Though lawmakers revised the so-called "Amazon amendment," only a small number of companies could provide the government with an e-commerce site.
Buried within the 2,000-page National Defense Authorization Act is an amendment that could offload a significant chunk of the $53 billion the Defense Department spends annually on commercial products to an e-commerce platform.
Dubbed the “Amazon amendment," the Defense Acquisition Streamlining and Transparency Act made it through conference negotiations that merged the Senate and House versions of the $700 billion NDAA last week. Lawmakers made changes that eased some—but not all—industry concerns that the House version of the bill stacked the growing defense spending deck in favor of the Seattle-based retail giant.
Instead of immediately offering a no-bid contract that could be worth billions to a single commercial e-commerce provider as called for by the bill’s House version, the modified amendment calls for a phased approach in which the federal government issues multiple contracts to multiple e-commerce portal providers in the coming years. The portals could be used to buy everything from pens and pencils to potentially more complex items, like mobile devices or other technologies.
“I think this approach gives the government opportunities to look at multiple stakeholders in the game, an opportunity to look at e-commerce portals across the board and various types of solutions—not just one,” Roger Waldron, President of the Coalition for Government Procurement, told Nextgov.
Over the summer, the Coalition for Government Procurement joined other industry groups in lobbying House Armed Services Committee Chairman Mac Thornberry, R-Texas for changes to the amendment, estimating a single e-commerce portal for the Defense Department could generate more than $5 billion in annual revenue for the provider with little vetting of products or oversight of delivery.
The modified NDAA, which both the full Senate and House still need to vote on, also calls for the General Services Administration to develop an implementation plan within 90 days of the measure becoming law. The legislation also tasks GSA and the Office of Management and Budget to research and specify what products and services should be available through the e-commerce platform, as well as tweaks to existing law necessary to ensure its effective implementation.
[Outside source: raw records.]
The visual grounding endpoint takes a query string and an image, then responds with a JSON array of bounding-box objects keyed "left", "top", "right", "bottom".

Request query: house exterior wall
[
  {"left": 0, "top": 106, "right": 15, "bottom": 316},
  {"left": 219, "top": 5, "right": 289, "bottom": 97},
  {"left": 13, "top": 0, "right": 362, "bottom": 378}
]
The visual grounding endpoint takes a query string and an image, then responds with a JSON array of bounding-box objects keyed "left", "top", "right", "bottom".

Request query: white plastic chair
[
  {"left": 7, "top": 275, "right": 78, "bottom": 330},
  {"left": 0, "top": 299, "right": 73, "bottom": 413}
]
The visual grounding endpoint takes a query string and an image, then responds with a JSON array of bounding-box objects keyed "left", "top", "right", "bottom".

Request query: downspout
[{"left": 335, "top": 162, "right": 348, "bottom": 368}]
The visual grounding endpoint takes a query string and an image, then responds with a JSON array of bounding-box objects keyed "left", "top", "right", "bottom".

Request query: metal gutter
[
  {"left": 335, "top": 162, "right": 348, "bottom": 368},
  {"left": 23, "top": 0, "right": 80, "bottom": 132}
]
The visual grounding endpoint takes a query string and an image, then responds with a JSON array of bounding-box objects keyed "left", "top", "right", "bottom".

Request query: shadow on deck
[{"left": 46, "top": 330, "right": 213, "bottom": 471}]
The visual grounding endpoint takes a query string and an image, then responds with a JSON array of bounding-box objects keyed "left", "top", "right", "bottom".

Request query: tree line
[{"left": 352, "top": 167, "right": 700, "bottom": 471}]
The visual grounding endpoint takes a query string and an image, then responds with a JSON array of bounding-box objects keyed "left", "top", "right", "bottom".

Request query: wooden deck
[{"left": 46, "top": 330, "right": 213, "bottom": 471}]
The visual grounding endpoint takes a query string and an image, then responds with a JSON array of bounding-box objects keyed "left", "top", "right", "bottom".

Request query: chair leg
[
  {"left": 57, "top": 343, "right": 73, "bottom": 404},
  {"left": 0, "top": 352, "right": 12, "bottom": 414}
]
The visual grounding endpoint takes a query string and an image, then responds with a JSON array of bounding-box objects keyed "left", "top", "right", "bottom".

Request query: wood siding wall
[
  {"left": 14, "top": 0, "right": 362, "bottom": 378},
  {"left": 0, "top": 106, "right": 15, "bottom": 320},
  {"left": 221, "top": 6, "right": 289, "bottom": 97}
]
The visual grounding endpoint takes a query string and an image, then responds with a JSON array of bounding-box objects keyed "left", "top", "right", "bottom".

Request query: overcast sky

The conferenced version of the amendment also prohibits any e-commerce platform provider from selling to any third party “any information pertaining to a product ordered by the federal government.” This kind of data is increasingly valuable to companies looking for a competitive edge, particularly within a market as large as the Defense Department’s.
“I think this is a more positive, thoughtful approach to addressing the need for an online marketplace,” Waldron said. “There are so many pieces and I think to the credit of Congress, they recognized how many different pieces of the procurement puzzle this would impact.”
It may take years to realize the legislation’s true impact.
Even after Congress’ proposed changes to the Amazon amendment, the legislation is still geared toward a small cadre of large commercial suppliers that include Amazon, Walmart and Grainger, though large IT resellers like ImmixGroup and Carahsoft are rumored to have an interest in competing.
Mike Hettinger, managing principal at Hettinger Strategy Group and a former Hill staffer, said the government’s determination of what commercial products and services are sold in the e-commerce platform—and how those products and services are vetted—are key questions industry will be paying attention to the most.
“In order for any new platform to be stood up, they’d have to figure out the quality assurance piece and how you go about qualifying to sell a good or service on the platform,” Hettinger said.
The decision to move the Defense Department in the direction consumers have moved toward for years is likely to cause significant fallout.
For example, will technology products be sold in these online portals, and if so, what products will the government deem too complex to be sold in them? These decisions, Hettinger said, could have a major impact on other platforms the government currently uses to buy goods and services, such as the GSA Schedule or reverse auctions.